Anyway, I had planned on just making like a Top Whatever, but I like this Academy Awards thing she did so I'm following suit. I've linked to the reviews I wrote for Minnesota Reads. (Like Jodi's list, not all of mine are from 2014.)
Most Whoas Used in a Single Review Award
"Untamed State" by Roxane Gay
Whoa. This novel is about the American daughter of one of Haiti's wealthiest men. Mireille, her husband and infant son are visiting her family when she is kidnapped by some high-power gun-wielding thugs as they reverse out of the gated driveway. Well she's tortured in ways that are described quite vivid and practically empathetic fear-vomit inducing, her father refuses to entertain the idea of a ransom. Best novel I read all year, but don't read it. It's a lot to handle. Plus you'll be all, "Best novel you read all year, why you sick jerk" and I'll have to defend myself. Exhausting.
Most Triumphant Return of a Favorite Writer Award
"Unspeakable: And other Subjects of Discussion" by Meghan Daum
What-say 15-ish years after publishing one of my favorite essay collections in the history of essay collections, Meghan Daum returned with an essay collection that I hoped would be slightly north of okay. And it was way north of okay. "Unspeakable" is this excellent collection of essays about stuff they don't talk about on the "Today" show: anticlimactic deaths, being butch and heterosexual, Joni Mitchell. Definitely one of my favorite books of the year. (Insert a bunch of thoughts on how MD is sort of the OG of personal blogging, if blogging had only ever existed on paper.)
Huh, I Thought This Would Be Insufferable Award
"10:04" by Ben Lerner
Oh holy night I was prepped to loathe this. (I'm guilty of occasionally hate-reading.) BL has this way of writing characters who look like him and talk like him and wear his coat -- and these characters are sometimes insufferable icks. But then, stuffed into that peacoat is a pretty amazing storyteller who makes you grudgingly say at the end of his book: "Fine, you win again, but this doesn't mean I want to stand next to you at a party." Anyway, the gist of this one is that a writer named Ben has had success with his first book and has gotten a hefty advance for the next one and his good friend wants him to impregnate her.

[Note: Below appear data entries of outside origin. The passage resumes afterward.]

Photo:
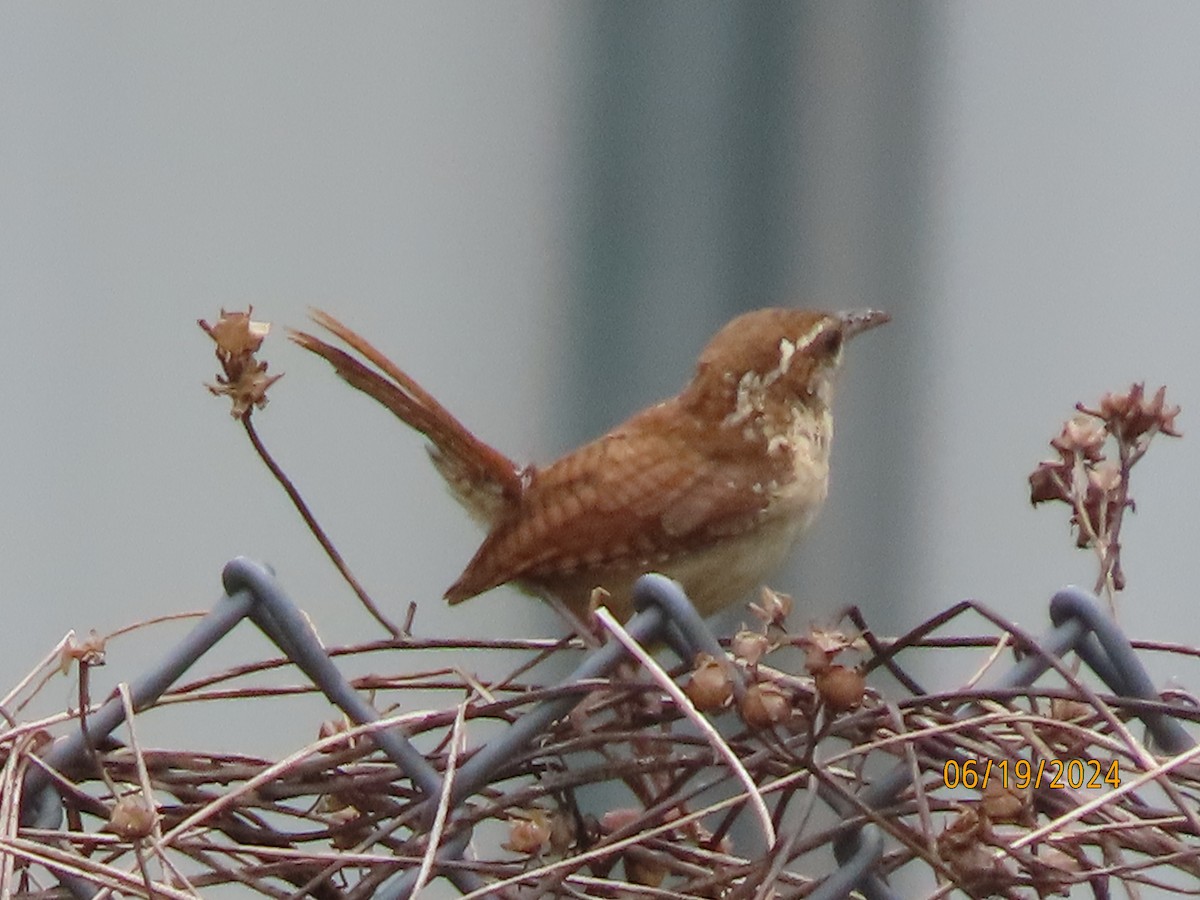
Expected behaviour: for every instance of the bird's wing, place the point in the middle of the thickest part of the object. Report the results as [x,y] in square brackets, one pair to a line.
[641,493]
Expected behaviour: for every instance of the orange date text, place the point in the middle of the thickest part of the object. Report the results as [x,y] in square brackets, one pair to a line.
[1021,774]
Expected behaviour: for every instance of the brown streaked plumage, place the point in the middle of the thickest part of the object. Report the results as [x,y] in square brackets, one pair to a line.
[711,486]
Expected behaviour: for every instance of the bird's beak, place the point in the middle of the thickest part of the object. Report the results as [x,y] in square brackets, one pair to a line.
[855,322]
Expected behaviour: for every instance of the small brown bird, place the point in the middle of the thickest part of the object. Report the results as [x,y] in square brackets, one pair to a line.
[711,487]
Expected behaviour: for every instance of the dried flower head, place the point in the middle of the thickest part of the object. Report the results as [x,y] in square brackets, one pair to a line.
[711,687]
[1096,451]
[132,819]
[244,381]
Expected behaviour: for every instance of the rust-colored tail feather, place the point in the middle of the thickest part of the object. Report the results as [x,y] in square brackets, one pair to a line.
[463,460]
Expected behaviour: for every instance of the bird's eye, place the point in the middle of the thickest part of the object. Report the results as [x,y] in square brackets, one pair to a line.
[829,341]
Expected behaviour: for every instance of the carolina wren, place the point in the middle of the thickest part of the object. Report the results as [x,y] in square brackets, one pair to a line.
[711,487]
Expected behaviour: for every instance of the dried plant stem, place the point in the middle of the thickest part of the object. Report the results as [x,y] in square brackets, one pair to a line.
[317,531]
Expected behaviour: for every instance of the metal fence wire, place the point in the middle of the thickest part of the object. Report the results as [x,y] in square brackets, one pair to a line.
[1031,784]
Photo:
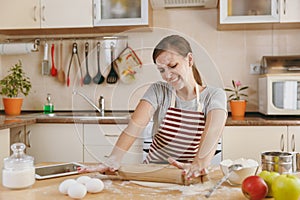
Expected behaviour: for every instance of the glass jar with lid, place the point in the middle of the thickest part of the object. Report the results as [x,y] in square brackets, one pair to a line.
[18,171]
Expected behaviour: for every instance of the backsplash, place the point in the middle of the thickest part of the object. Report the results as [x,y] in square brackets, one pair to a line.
[220,55]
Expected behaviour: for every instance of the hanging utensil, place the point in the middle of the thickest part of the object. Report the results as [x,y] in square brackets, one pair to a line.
[98,79]
[45,63]
[61,73]
[53,69]
[74,52]
[112,76]
[231,168]
[87,78]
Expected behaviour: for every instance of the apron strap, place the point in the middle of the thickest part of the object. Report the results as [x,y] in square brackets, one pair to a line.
[199,105]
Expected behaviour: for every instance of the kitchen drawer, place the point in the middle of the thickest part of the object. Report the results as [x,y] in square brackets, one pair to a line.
[98,154]
[99,134]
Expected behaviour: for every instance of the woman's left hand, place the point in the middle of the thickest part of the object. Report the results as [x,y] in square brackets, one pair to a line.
[191,170]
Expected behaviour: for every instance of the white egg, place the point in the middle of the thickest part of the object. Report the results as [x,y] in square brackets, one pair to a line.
[77,191]
[94,185]
[83,179]
[63,186]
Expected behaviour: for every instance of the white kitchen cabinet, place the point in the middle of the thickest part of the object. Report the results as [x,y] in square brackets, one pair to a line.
[99,140]
[15,14]
[251,141]
[4,146]
[56,142]
[121,12]
[32,14]
[259,11]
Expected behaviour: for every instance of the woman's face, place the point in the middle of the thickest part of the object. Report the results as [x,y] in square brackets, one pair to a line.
[174,68]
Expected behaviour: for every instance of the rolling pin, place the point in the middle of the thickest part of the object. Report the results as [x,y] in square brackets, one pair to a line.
[162,173]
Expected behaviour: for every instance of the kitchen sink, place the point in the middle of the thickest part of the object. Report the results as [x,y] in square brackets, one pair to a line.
[90,115]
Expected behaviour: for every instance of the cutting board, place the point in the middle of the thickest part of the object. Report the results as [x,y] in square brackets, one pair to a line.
[163,173]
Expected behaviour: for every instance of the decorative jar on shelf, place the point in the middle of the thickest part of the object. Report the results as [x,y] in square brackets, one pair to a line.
[238,109]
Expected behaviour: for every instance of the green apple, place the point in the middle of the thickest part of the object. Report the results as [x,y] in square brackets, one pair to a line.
[269,177]
[286,186]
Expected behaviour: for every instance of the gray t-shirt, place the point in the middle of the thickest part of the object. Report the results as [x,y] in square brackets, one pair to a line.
[159,95]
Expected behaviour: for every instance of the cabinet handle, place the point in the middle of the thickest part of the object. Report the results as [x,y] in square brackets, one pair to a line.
[28,143]
[293,145]
[34,13]
[111,135]
[282,142]
[20,136]
[94,11]
[43,13]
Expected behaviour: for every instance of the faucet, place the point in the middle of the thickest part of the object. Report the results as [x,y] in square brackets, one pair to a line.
[100,109]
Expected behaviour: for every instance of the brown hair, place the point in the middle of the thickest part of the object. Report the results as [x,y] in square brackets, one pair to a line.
[180,45]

Most Laughably Disgusting Book (That I Wish Had Just Been a Movie Instead) Award
"Consumed" by David Cronenberg
From the guy who dressed Jeffrey Goldblum in wiry back hair for "The Fly" comes a late-in-life debut novel. "Consumed" is the super yuck story of Philosophy's "it" couple and the did-he, didn't-he story of her death and his maybe cannibalism. Throw in a handful of diseases you don't want to Google Image, a millennial with a wretched set of decision making skills and some tech-heavy descriptions of, like, camera gear. It's worth a read just to see what new and awful ways Cronenberg came make you almost wretch. But this won't be setting any plot records.
Book that Turned Me Into a Mega Fan of the Writer
"An Invisible Sign of My Own" by Aimee Bender
Everything changes for super-runner, numbers girl Mona when her father comes down with some kind of inexplicable illness that is probably more mental than physical. Through a bizarre set of circumstances she lands a gig teaching math at her old elementary school and all sorts of quirky -- the organic kind, not the contrived kind -- stuff goes down. Bender's book is a great reminder that your fiction doesn't have to exist within parameters because it's not real, see, so anything can happen.
Books that I Liked in Varying Degrees, But Don't Feel Like Bleating On and On About (Again) Because In a Few Cases I'm Tainted by Being Fascinated in the Author's Life Awards
"Not that Kind of Girl" by Lena Dunham
"The Vacationers" by Emma Straub
"Friendship" by Emily Gould
Anyway, my 2015 in reading is off to a good start. I've already dished out two high-star ratings: One for "Dept. of Speculation" by Jenny Offill and one for "Rainey Royal" by Dylan Landis.